Chimeric Antigen Receptor T-cell (CART) immunotherapy led to unprecedented responses in patients with refractory/relapsed B-cell non-Hodgkin lymphoma (NHL); nevertheless, two-thirds of patients fail this treatment. Resistance to apoptosis is a key feature of cancer cells that associates with treatment failure. In 87 NHL patients treated with anti-CD19 CART, we found that chromosomal alteration of BCL-2, a critical anti-apoptotic regulator, in lymphoma cells was associated with reduced survival. Therefore, we combined CART19 with the FDA-approved BCL-2-inhibitor, venetoclax, and demonstrated in vivo synergy in venetoclax-sensitive NHL. However, higher venetoclax doses for venetoclax-resistant lymphomas resulted in CART toxicity.
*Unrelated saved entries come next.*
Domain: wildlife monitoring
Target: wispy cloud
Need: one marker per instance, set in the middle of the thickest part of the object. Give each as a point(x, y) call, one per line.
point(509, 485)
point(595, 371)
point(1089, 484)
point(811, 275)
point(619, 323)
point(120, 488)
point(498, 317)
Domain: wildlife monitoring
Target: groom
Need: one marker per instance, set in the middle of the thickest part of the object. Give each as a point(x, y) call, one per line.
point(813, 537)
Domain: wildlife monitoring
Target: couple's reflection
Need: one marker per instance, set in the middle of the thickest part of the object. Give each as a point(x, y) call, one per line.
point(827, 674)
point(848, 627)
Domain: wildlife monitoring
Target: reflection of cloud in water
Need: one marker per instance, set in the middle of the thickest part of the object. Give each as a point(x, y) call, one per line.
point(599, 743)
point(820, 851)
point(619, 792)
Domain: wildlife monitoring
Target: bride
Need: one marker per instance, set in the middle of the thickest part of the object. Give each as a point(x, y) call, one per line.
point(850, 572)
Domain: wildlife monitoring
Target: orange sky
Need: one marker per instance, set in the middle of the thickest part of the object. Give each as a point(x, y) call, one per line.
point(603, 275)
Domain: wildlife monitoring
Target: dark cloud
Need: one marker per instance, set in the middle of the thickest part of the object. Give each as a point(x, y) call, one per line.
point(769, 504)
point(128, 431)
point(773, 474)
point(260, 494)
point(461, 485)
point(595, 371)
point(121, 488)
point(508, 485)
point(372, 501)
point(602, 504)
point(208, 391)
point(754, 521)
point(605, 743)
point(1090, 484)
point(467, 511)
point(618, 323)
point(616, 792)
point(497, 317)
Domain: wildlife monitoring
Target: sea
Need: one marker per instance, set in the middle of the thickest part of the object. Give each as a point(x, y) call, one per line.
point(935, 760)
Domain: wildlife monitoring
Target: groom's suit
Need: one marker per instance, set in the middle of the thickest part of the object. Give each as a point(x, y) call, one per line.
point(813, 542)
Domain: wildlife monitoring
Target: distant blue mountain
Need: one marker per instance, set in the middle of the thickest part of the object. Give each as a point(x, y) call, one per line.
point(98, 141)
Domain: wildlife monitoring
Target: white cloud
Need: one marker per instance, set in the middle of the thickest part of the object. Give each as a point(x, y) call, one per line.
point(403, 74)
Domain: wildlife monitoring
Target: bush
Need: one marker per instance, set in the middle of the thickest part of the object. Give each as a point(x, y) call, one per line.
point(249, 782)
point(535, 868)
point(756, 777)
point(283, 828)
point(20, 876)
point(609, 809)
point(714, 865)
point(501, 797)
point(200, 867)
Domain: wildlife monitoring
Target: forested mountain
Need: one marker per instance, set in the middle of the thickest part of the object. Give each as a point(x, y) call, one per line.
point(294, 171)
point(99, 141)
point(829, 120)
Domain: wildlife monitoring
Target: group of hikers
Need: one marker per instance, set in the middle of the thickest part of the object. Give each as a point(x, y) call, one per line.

To overcome this limitation, we developed venetoclax-resistant CART by overexpressing mutated BCL-2(F104L) which is not recognized by venetoclax. Notably, BCL-2(F104L)-CART19 synergized with venetoclax in multiple lymphoma xenograft models. Furthermore, we uncovered that BCL-2 overexpression in T cells per se enhanced CART anti-tumor activity in preclinical models and in patients by prolonging CART persistence.